BORDEAUX BORDEAUX met le cap sur la Chine

Colette Goinère - La vigne - n°249 - janvier 2013 - page 38

La Chine est devenue la première destination des vins de Bordeaux en volume et la deuxième en valeur. Producteurs, organisations professionnelles, collectivités locales… toutes les forces du vignoble se mobilisent pour réussir dans cet immense pays.
La réplique de Bordeaux fête le vin dans les allées du Wine and Dine festival de Hong Kong en 2012 a accueilli beaucoup de visiteurs. © ARCHIVES SUD OUEST/PHOTO X. SOTA

La réplique de Bordeaux fête le vin dans les allées du Wine and Dine festival de Hong Kong en 2012 a accueilli beaucoup de visiteurs. © ARCHIVES SUD OUEST/PHOTO X. SOTA

CHIFFRES CLÉS AOC DE BORDEAUX

CHIFFRES CLÉS AOC DE BORDEAUX

« Dans une conjoncture difficile, nous bat tons des records à l'exportation. » Georges Haushalter, à la tête du CIVB, le Conseil interprofessionnel des vins de Bordeaux, n'est pas mécontent. De fait, le vignoble bordelais a exporté 2,33 millions d'hectolitres entre juillet 2011 et juillet 2012, soit une progression de 17 % en volume par rapport aux douze mois précédents. Quant au chiffre d'affaires, il a grimpé de 28 % sur cette période, en s'établissant à 2,29 milliards d'euros. La Chine est la première destination en volume à l'export des vins de Bordeaux et la deuxième en valeur. De ce fait, les initiatives se multiplient pour accompagner les producteurs dans ce pays.

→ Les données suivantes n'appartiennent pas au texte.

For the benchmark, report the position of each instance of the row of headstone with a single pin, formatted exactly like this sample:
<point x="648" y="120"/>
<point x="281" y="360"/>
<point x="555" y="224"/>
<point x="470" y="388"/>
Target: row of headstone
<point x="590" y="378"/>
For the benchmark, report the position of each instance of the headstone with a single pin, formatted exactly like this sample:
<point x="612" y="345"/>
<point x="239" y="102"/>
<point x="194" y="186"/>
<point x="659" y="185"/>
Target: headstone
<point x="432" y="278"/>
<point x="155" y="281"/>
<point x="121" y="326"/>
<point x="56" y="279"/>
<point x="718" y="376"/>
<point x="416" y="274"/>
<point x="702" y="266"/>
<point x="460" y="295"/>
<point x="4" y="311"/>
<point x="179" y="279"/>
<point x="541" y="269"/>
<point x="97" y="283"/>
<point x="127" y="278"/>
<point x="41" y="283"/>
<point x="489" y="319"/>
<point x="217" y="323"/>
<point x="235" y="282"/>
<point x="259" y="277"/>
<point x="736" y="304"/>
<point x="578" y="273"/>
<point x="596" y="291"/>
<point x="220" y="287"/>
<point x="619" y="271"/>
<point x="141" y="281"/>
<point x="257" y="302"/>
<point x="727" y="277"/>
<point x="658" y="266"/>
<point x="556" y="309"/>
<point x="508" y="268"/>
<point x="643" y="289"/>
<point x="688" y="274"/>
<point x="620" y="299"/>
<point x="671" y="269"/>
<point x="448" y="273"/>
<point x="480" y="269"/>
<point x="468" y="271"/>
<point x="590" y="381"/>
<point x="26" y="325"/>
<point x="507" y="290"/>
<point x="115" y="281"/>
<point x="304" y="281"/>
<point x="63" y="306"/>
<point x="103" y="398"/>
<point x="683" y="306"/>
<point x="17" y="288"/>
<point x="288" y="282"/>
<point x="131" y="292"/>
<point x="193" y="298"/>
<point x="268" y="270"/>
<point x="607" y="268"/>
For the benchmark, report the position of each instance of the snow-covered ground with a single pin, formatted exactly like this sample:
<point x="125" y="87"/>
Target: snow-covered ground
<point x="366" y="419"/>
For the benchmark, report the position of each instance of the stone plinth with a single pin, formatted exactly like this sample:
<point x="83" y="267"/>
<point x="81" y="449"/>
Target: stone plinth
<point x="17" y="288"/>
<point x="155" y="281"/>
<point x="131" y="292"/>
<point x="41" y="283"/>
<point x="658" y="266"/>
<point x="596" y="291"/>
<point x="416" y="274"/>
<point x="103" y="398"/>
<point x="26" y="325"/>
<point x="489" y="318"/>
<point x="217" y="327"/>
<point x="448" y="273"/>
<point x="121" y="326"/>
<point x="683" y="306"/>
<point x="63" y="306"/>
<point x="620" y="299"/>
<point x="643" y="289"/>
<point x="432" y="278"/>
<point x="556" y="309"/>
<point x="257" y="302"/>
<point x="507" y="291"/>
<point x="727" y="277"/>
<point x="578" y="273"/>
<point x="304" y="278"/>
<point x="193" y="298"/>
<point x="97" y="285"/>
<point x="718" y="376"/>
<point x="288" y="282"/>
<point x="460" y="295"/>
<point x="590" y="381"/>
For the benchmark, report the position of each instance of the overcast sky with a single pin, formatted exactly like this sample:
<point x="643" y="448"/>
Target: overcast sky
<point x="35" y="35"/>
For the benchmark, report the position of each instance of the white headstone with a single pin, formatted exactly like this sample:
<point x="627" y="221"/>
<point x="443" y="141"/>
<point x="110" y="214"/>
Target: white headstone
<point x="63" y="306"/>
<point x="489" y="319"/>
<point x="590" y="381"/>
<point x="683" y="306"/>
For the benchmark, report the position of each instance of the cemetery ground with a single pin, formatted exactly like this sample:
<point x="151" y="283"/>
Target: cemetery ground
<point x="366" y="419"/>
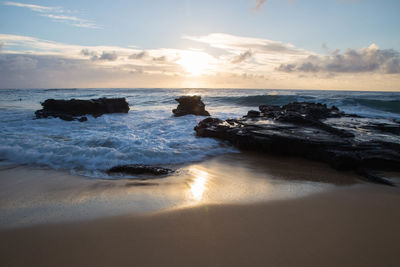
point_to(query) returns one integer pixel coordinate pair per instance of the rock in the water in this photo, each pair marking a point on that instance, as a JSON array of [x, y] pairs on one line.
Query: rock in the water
[[190, 105], [72, 109], [139, 169], [312, 131]]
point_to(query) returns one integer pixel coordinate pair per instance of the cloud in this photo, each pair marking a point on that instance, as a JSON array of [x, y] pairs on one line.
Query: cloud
[[140, 55], [238, 43], [86, 52], [56, 14], [242, 57], [258, 4], [105, 56], [370, 59], [35, 8], [161, 59], [72, 20]]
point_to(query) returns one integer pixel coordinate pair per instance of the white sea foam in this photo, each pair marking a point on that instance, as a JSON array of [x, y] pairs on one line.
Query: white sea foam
[[139, 137], [148, 134]]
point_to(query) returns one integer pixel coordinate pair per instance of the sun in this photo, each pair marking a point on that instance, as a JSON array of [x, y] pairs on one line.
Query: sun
[[195, 63]]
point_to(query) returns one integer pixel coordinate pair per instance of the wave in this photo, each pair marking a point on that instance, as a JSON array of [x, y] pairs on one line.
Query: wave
[[257, 100], [392, 106]]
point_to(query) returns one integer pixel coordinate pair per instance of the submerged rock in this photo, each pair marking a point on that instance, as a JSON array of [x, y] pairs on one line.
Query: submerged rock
[[312, 131], [190, 105], [70, 110], [139, 169]]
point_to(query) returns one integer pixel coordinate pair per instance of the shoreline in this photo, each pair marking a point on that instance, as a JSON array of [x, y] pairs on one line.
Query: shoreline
[[346, 226], [30, 196]]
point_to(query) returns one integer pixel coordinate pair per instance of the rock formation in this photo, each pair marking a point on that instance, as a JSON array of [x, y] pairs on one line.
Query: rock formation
[[313, 131], [190, 105], [72, 109], [139, 169]]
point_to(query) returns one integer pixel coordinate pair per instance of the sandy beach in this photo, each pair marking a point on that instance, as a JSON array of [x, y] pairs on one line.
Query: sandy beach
[[233, 210], [353, 226]]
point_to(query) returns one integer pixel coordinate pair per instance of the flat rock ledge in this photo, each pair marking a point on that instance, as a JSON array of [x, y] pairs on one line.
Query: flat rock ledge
[[316, 132], [134, 169], [190, 105], [75, 109]]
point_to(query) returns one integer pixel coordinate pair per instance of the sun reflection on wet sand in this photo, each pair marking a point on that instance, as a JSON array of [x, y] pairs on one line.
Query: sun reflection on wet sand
[[199, 185]]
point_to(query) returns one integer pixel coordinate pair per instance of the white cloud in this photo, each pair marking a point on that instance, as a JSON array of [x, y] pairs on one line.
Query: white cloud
[[242, 57], [238, 43], [31, 62], [258, 4], [370, 59], [56, 14], [32, 7]]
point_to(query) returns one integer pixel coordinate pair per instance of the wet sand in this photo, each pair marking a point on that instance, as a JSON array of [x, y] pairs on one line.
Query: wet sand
[[352, 226], [234, 210]]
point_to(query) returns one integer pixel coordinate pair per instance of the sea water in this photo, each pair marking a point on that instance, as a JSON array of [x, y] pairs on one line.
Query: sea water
[[149, 133]]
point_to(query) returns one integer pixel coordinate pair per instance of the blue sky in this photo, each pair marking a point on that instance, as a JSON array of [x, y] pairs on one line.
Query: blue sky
[[247, 44]]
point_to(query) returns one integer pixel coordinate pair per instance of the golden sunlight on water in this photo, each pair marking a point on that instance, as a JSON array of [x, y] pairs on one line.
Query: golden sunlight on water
[[199, 185]]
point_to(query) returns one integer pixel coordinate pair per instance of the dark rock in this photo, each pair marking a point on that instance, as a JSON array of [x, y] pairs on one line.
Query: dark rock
[[70, 110], [139, 169], [253, 113], [190, 105], [312, 131], [372, 177]]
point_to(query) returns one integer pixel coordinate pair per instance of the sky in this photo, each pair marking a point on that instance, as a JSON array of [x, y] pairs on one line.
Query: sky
[[271, 44]]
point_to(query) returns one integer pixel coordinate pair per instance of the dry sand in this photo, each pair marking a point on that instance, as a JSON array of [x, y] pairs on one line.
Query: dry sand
[[348, 226], [234, 210]]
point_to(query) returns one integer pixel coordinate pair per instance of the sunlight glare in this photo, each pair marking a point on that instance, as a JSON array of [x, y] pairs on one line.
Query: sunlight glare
[[198, 186], [195, 63]]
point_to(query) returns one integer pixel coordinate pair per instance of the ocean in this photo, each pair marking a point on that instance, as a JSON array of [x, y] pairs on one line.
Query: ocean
[[148, 134]]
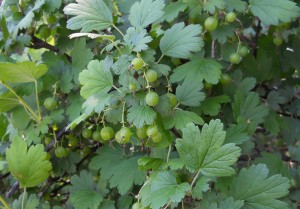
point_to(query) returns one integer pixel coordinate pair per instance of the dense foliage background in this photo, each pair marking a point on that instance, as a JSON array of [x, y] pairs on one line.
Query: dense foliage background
[[149, 104]]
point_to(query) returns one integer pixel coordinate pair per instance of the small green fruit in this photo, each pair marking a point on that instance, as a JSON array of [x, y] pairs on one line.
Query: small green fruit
[[50, 103], [234, 58], [230, 17], [137, 63], [225, 79], [211, 23], [107, 133], [152, 98], [151, 75], [243, 51], [277, 41]]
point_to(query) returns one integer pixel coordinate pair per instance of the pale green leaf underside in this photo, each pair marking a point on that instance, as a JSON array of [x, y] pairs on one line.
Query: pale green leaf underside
[[7, 102], [212, 5], [237, 5], [146, 12], [258, 190], [137, 38], [180, 41], [89, 15], [162, 189], [92, 36], [273, 12], [21, 72], [31, 202], [29, 167], [141, 115], [198, 70], [95, 79], [96, 102], [204, 151]]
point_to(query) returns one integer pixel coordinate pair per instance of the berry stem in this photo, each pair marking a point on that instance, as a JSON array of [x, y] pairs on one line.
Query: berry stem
[[6, 206], [37, 100], [123, 113], [115, 27], [195, 178], [23, 199], [147, 86], [160, 58], [28, 109]]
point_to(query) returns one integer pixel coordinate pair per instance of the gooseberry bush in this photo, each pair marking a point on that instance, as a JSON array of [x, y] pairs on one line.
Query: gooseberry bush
[[149, 104]]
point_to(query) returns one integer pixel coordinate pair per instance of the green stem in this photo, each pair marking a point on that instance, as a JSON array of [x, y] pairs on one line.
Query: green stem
[[148, 86], [123, 113], [169, 152], [115, 27], [160, 58], [6, 206], [195, 178], [117, 89], [168, 204], [22, 102], [237, 35], [115, 45], [23, 199], [37, 100]]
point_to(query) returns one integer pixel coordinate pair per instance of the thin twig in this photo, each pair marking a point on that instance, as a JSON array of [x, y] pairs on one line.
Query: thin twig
[[37, 43], [257, 33]]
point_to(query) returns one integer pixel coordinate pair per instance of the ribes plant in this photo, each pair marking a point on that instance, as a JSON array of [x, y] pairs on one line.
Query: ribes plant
[[149, 104]]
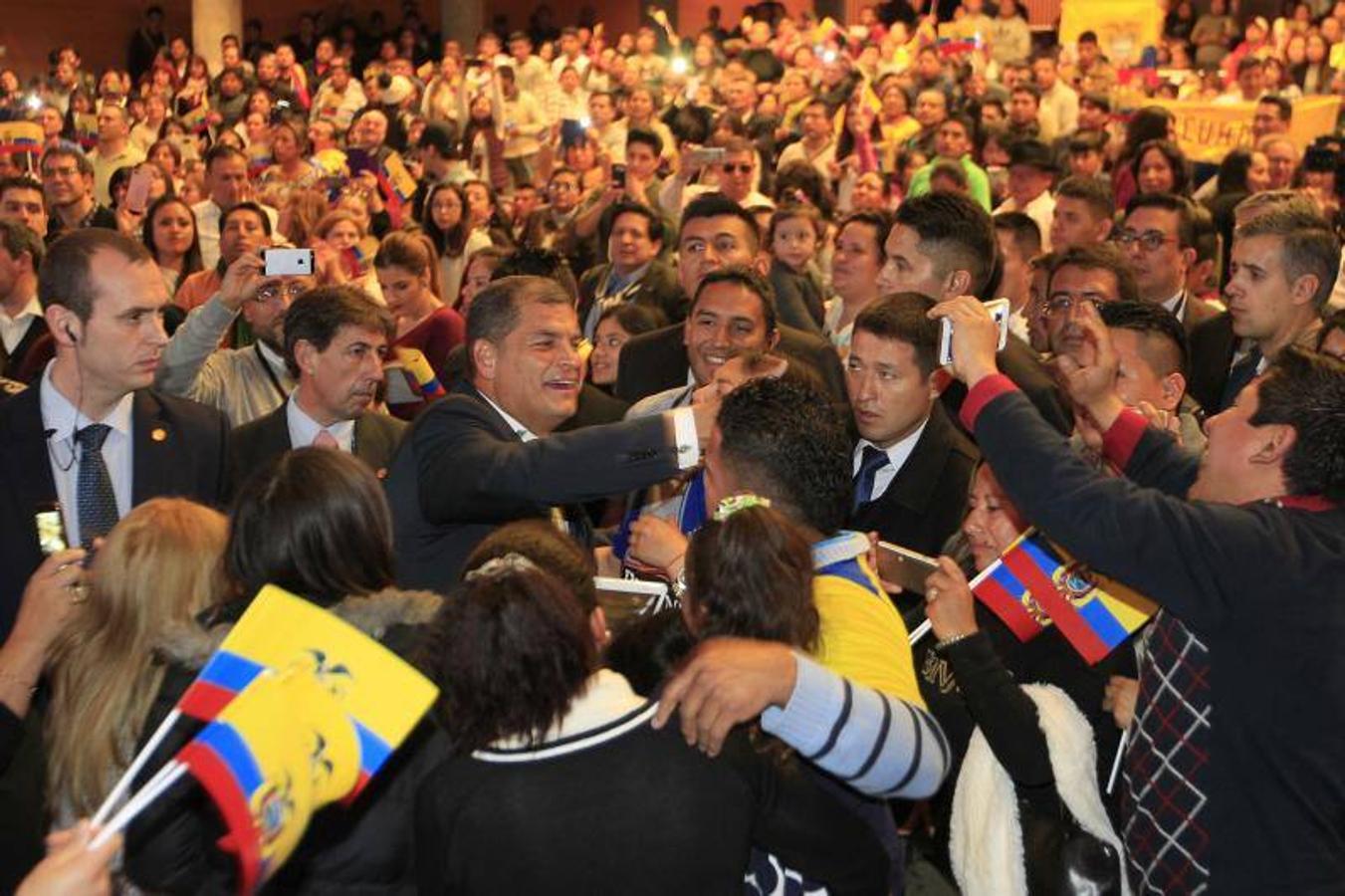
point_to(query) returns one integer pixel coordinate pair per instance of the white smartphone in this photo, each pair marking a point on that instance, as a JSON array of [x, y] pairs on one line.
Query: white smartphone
[[904, 567], [1000, 311], [282, 263]]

Les viticulteurs sont demandeurs d'un accompagnement

Les conseils régionaux d'Aquitaine et de Midi-Pyrénées vont ouvrir à Wuhan, dans le centre de la Chine, la première maison Sud-Ouest France en juin 2013. Implanté au cœur d'un quartier commerçant, ce lieu de promotion et de vente, doté d'un showroom, d'un bar à vins et d'espaces d'animation, sera entièrement dédié aux produits agroalimentaires. Les acheteurs y trouveront 400 références de produits, dont 40 de vins. Les producteurs pourront leur y donner rendez-vous.

De son côté, la chambre d'agriculture de la Gironde muscle son service export. Elle a effectué une enquête auprès de 200 viticulteurs pour mesurer leurs attentes. Deux tiers des sondés ont déjà vendu une fois à l'étranger. 78 % demandent un accompagnement à l'export, qu'il s'agisse de trouver un importateur fiable, de construire un tarif ou encore de savoir s'il faut aller vendre soi-même à l'étranger ou passer par un intermédiaire. Bref, le spectre est large.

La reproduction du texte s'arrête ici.